Quando mettiamo in guardia sulle sue intenzioni dittatoriali, siamo spesso criticati per avere dei pregiudizi verso il presidente o per fare pure speculazioni. Ma ad essere lontani dalla realtà sono quelli che credono che Duterte lascerà il potere alla scadenza naturale del mandato.
Credete davvero che, dopo aver ucciso migliaia di persone, Duterte si farà estromettere dal potere legalmente a causa di quello che considera una facezia costituzionale di successione ed essere alla mercé di una accusa certa da parte di tribunali del paese e dalla Corte Internazionale di Giustizia?
Complici nel crimine
I recenti sviluppi fanno sorgere la domanda di come si possa continuare a fare il proprio dovere nel governo di un omicida di massa. Infatti non ci si dovrebbe sorprendere se l’ex ministro dell’ambiente Gina Lopez e l’ex ministro agli affari sociali Judy Taguiwalo si siano sentite in segreto sollevate per non essere stati riconfermati dalla Commissione delle Nomine, poiché non dovranno più sostenere le critiche di far parte del governo con gli omicidi che crescono.
Ma ci sono altri che restano nel governo Duterte, persone che hanno una storia distinta di promozione di diritti umani, dei diritti del lavoro e di sviluppo sociale; diventa sempre più duro, giorno dopo giorno, comprendere come possano restare al loro posto quando diventa chiaro fino all’inverosimile che gli omicidi di massa sono la sola politica centrale e reale di questa amministrazione, come fu l’eliminazione degli ebrei da parte del regime di Hitler.
Pensare che possono isolare il loro ministero dal resto dell’amministrazione e chiudere gli occhi sul sangue che si versa proprio sotto il loro naso ed isolarsi moralmente da esso è una illusione.
Restando al governo sono complici nel crimine e lo sanno.
Oramai per questi ministri non deve più essere una questione di se dimettersi, ma di quando prenderanno le distanze dall’assassino di massa. Se il dettato della propri coscienza non costituisce una motivazione sufficiente, allora che sia il temuto giudizio della storia sul mancato abbandono dell’immorale regime macchiato di sangue.
Che sia loro di lezione il duro verdetto della storia sui progressisti che scelsero di stare con Marcos.

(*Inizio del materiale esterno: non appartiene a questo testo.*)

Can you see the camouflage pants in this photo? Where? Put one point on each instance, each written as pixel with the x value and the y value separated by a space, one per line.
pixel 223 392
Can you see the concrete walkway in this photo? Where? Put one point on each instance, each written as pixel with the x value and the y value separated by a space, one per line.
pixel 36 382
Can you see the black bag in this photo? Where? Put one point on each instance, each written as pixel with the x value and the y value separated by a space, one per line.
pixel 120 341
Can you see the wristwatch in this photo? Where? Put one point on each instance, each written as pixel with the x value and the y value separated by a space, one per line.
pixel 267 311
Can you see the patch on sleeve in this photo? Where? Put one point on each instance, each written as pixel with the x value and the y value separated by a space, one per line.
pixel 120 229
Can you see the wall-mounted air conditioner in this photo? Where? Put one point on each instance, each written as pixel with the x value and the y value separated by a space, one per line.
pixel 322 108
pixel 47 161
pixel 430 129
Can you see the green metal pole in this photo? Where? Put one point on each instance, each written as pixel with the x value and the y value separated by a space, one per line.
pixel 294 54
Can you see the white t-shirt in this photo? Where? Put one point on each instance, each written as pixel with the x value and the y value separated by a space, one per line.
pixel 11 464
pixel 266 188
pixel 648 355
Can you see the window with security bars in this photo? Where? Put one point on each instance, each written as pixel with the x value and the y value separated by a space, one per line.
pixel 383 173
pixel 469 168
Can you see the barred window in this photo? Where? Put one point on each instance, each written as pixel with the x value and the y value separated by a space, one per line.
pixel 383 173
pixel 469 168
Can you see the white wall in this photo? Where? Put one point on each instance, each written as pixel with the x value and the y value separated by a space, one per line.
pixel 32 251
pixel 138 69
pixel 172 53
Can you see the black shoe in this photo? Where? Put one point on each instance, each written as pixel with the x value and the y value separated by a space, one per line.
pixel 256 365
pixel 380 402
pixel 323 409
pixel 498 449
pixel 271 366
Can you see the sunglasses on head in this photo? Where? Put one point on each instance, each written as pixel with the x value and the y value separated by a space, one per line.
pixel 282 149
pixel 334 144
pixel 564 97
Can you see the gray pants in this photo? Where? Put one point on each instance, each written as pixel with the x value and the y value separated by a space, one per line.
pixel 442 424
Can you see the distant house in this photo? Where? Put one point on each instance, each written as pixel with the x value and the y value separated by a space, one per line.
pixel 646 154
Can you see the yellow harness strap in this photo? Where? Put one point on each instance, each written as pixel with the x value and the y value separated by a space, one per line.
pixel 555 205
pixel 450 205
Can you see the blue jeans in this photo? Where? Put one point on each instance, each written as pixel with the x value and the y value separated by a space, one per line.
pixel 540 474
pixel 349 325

Il dilemma di questi membri del governo echeggia quello dei cittadini liberali o progressisti che sono rimasti con Duterte per oltre un anno nella speranza che lui avrebbe portato qualche riforma sociale che nel loro calcolo particolare, avrebbe bilanciato la sua furia omicida.
La partenza di Gina Lopez e Judy Taguiwalo, a causa del rifiuto del presidente di sostenerli e in assenza di iniziative significative di riforme sociali, se non per qualche acrobazia privata di meccanismi di finanziamento, come il progetto di scuola gratuita, deve rendere più facile a queste persone porre fine alla loro ambivalenza politica e morale verso il fascismo che travvolge il paese.